Qi Qi, Yang Wen Jing, Zhou Hu Jian, Ming Deng Ming, Sun Kai Lei, Xu Tian Yu, Hu Xiao Jian, Lv Hong
State Key Laboratory of Genetic Engineering, School of Life Sciences, Fudan University, Shanghai 200438, People's Republic of China.
Acta Crystallogr F Struct Biol Commun. 2017 Jul 1;73(Pt 7):376-381. doi: 10.1107/S2053230X17007713. Epub 2017 Jun 17.
Zearalenone hydrolase (ZHD) is an α/β-hydrolase that detoxifies and degrades the lactone zearalenone (ZEN), a naturally occurring oestrogenic mycotoxin that contaminates crops. Several apoenzyme and enzyme-substrate complex structures have been reported in the resolution range 2.4-2.6 Å. However, the properties and mechanism of this enzyme are not yet fully understood. Here, a 1.60 Å resolution structure of a ZHD-product complex is reported which was determined from a C-terminally His-tagged ZHD crystal soaked with 2 mM ZEN for 30 min. It shows that after the lactone-bond cleavage, the phenol-ring region moves closer to residues Leu132, Tyr187 and Pro188, while the lactone-ring region barely moves. Comparisons of the ZHD-substrate and ZHD-product structures show that the hydrophilic interactions change, especially Trp183 N, which shifts from contacting O2 to O12', suggesting that Trp183 is responsible for the unidirectional translational movement of the phenol ring. This structure provides information on the final stage of the catalytic mechanism of zearalenone hydrolysis.

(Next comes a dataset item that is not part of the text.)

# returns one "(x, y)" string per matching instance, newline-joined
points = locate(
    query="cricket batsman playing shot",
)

玉米赤霉烯酮水解酶(ZHD)是一种α/β水解酶,可解毒并降解玉米赤霉烯酮(ZEN),ZEN是一种天然存在的雌激素性霉菌毒素,会污染农作物。在2.4 - 2.6 Å分辨率范围内已报道了几种脱辅酶和酶 - 底物复合物结构。然而,这种酶的性质和作用机制尚未完全了解。在此,报道了一种ZHD - 产物复合物的1.60 Å分辨率结构,该结构是由用2 mM ZEN浸泡30分钟的C末端带有组氨酸标签的ZHD晶体确定的。结果表明,内酯键断裂后,酚环区域向靠近亮氨酸132、酪氨酸187和脯氨酸188的方向移动,而内酯环区域几乎没有移动。ZHD - 底物结构与ZHD - 产物结构的比较表明,亲水相互作用发生了变化,尤其是色氨酸183的氮原子,它从与O2接触转变为与O12'接触,这表明色氨酸183负责酚环的单向平移运动。该结构提供了关于玉米赤霉烯酮水解催化机制最终阶段的信息。